A recent report showed how we can gain a better understanding of phishing attacksand attackers by using cluster analysis.Subsequently, in a recent post we showed how the expectation-maximization algorithm used to cluster these attacks works. But to truly understand cluster analysis, you need to know more than just how clusters are built–it’s equally important to understand what features are significant and how they impact clustering. This post will lay out our methodology for estimating the clusters’ critical features as part of an overall phishing attack analysis.
First, let’s quickly review the clusters we built to understand phishing attacks. Using data we collected over the course of a year spent tracking and taking down phishing cases for a major U.S. financial institution, we extracted features from four categories: similarity analysis, structure analysis, phishing visitors tracking and domain registration. Then, using the expectation-maximization clustering algorithm, we examined three groups of attacks as shown in the following figure.

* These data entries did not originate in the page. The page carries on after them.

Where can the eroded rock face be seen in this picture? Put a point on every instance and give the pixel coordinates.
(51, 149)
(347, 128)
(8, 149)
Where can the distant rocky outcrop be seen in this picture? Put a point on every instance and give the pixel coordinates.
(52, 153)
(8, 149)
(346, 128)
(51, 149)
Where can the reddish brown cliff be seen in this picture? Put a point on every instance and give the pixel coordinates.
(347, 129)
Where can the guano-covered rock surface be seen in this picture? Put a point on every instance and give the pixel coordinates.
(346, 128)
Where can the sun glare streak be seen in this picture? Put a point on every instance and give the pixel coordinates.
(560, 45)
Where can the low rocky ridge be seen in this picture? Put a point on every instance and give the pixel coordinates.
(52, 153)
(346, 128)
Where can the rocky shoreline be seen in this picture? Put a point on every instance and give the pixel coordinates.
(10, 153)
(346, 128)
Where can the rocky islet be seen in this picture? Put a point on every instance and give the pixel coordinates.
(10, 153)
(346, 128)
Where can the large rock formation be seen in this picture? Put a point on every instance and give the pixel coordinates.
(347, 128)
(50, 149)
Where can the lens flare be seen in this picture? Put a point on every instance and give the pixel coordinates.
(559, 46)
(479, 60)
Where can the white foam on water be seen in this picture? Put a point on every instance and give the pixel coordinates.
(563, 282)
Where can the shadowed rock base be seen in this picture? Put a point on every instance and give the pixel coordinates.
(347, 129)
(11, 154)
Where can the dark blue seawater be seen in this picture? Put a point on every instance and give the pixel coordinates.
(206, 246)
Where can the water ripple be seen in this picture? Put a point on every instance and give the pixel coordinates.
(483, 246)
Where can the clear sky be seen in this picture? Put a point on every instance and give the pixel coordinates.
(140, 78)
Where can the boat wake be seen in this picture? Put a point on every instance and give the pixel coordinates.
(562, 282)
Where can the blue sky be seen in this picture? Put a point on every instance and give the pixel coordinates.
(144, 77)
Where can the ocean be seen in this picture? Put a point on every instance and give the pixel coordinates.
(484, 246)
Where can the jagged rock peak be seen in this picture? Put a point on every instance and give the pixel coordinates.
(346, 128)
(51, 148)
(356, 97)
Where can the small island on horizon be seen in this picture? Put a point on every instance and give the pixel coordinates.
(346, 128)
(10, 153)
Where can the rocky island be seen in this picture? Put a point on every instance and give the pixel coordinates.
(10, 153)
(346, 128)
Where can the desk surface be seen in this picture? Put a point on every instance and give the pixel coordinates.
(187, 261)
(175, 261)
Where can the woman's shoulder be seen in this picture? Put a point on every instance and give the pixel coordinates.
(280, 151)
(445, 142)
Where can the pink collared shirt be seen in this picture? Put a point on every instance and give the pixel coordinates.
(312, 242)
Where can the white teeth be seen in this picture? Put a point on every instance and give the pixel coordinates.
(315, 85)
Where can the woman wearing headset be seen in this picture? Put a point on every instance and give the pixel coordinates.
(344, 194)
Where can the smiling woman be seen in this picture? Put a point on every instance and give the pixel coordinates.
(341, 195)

We found that the phishing sites were easy to cluster when taking into account the page structure. As you can see, cluster2 and cluster3 are very similar in the sense that both are characterized by a very high layout and text similarities with the targeted site. However, when observing the number of references, cluster3 is characterized by a very high number of references to the original site. Lastly, cluster1 represents attacks that are not intended to visually replicate the target site.
But which features are more important for clustering the different attacks?
There are several methods you can use to pre-select the best features for a given clustering algorithm (See Roth & Lange, 2004). However, as the purpose of this study is to explore clustering models as a tool to describe the nature of the attacks, we are more interested in understanding the importance of the features after the cluster is built.
In order to estimate the features’ importance, we used a variation of the method presented in Ceccarelli & Maratea, 2007 to build a machine-learning classifier. In our case, we selected the extremely randomized trees. Then, using the different features, we created a classifier to predict in which cluster each attack belongs. Afterwards, using the mean decrease impurity, we estimated the feature importance to better understand the features’ underlying behavior in the clustering procedure. The mean decrease impurity is defined as the total decrease in node impurity (weighted by the probability of reaching that node which is in turn approximated by the proportion of samples reaching that node) averaged over all trees of the ensemble (see Louppe et al, 2013).
Going back to our example, we estimated the feature importance for the phishing attack cluster as shown in the following figure.
In our example, the features that most differentiate the clusters are the number of references to the attacked domain and the structure and text similarity. When it comes to segmenting the phishing attack, these indicators tell us that it’s more important to segment the attacks according to web page structure than the domain registration or country of the attack.
In this post, I explained our means of extracting feature importance from phishing attack clusters. The method consists in building an extremely randomized trees classifier to predict cluster membership, and then estimate feature importance by calculating the mean decrease impurity of each feature. With this method, we can understand the underlying behavior of the features in the clustering procedure.